M. Brindamour souligne que la bonne réputation de son service d’indemnisation lui a permis d’augmenter graduellement de 7 % les primes en assurance habitation en 2008. Pour les nouvelles affaires, c’est plus difficile. La croissance en unités de polices est en baisse, mais la hausse des primes d’assurance est venue la compenser », dit-il.

Le président d’ING Canada ajoute que les problèmes de l’assurance habitation ne datent pas d’hier. « Au cours des dix dernières années, nous avons vu une augmentation importante des précipitations et des catastrophes. Ce fut pire en 2008 qu’en 2007. La question à se poser maintenant est comment rétablir la rentabilité du produit ? »

Sous-investissements importants

Ces changements arrivent en même temps que les sous-investissements importants dans les infrastructures municipales souterraines, dit-il. Au niveau individuel, depuis 10 à 15 ans, les gens utilisent différemment leur sous-sol. Le cinéma maison est devenu monnaie courante. La conséquence de tout ça est que nous avons un produit conçu pour le feu qui couvre maintenant de l’eau », explique M. Brindamour.

En plus de la structure du produit, d’autres éléments doivent être revus selon M. Brindamour. « L’industrie perd de l’argent en habitation depuis environ trois ans. La tarification est appelée à augmenter. Chez ING, nous avons amélioré notre segmentation et notre tarification pour l’eau. Autre enjeu : il y a beaucoup de sous-assurance. On est plus bas que le coût de reconstruction. Il y a une correction qui doit se faire de ce côté », dit-il.

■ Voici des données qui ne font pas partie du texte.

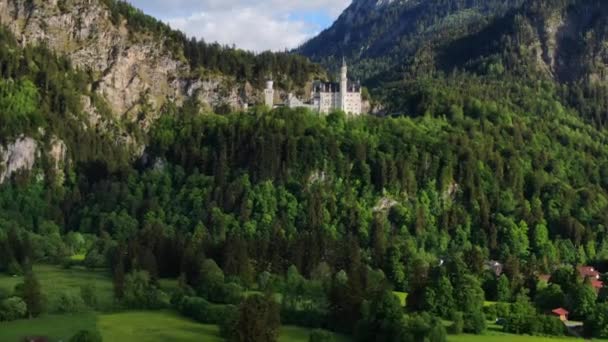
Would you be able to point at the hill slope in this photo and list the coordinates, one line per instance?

L’indemnisation doit aussi être revue selon M. Brindamour. Il faut améliorer ses compétences en indemnisation et mieux réagir aux pertes et aux dommages causés par l’eau. ING a mis de l’avant une solution, comme le Réseau Confiance, fondée sur des réseaux de partenaires privilégiés. ING dit donner un service plus rapide, offrir des références d’entrepreneurs et assurer une garantie sur le travail.

« C’est grâce à cela qu’on réussit à avoir une pénétration élevée dans le Réseau Confiance sans avoir à forcer nos clients. Ils sont tout à fait libres. Ce qu’on observe, plus en habitation qu’en automobile, c’est que les gens ont besoin de références rapidement. Près de 70 % de nos clients y ont adhéré en habitation au cours des deux dernières années », mentionne-t-il.

Les derniers éléments de redressement passent par la prévention et la sensibilisation. « Nous avons fait un travail accru de ce côté pour que nos clients évitent les dommages et les réclamations. Nous avons aussi sensibilisé les gouvernements aux conséquences des sous-investissements des infrastructures souterraines. C’est un travail qui se fait aussi au niveau de l’industrie. Il y a un comité en place au Bureau d’assurance du Canada sur ce sujet », dit-il.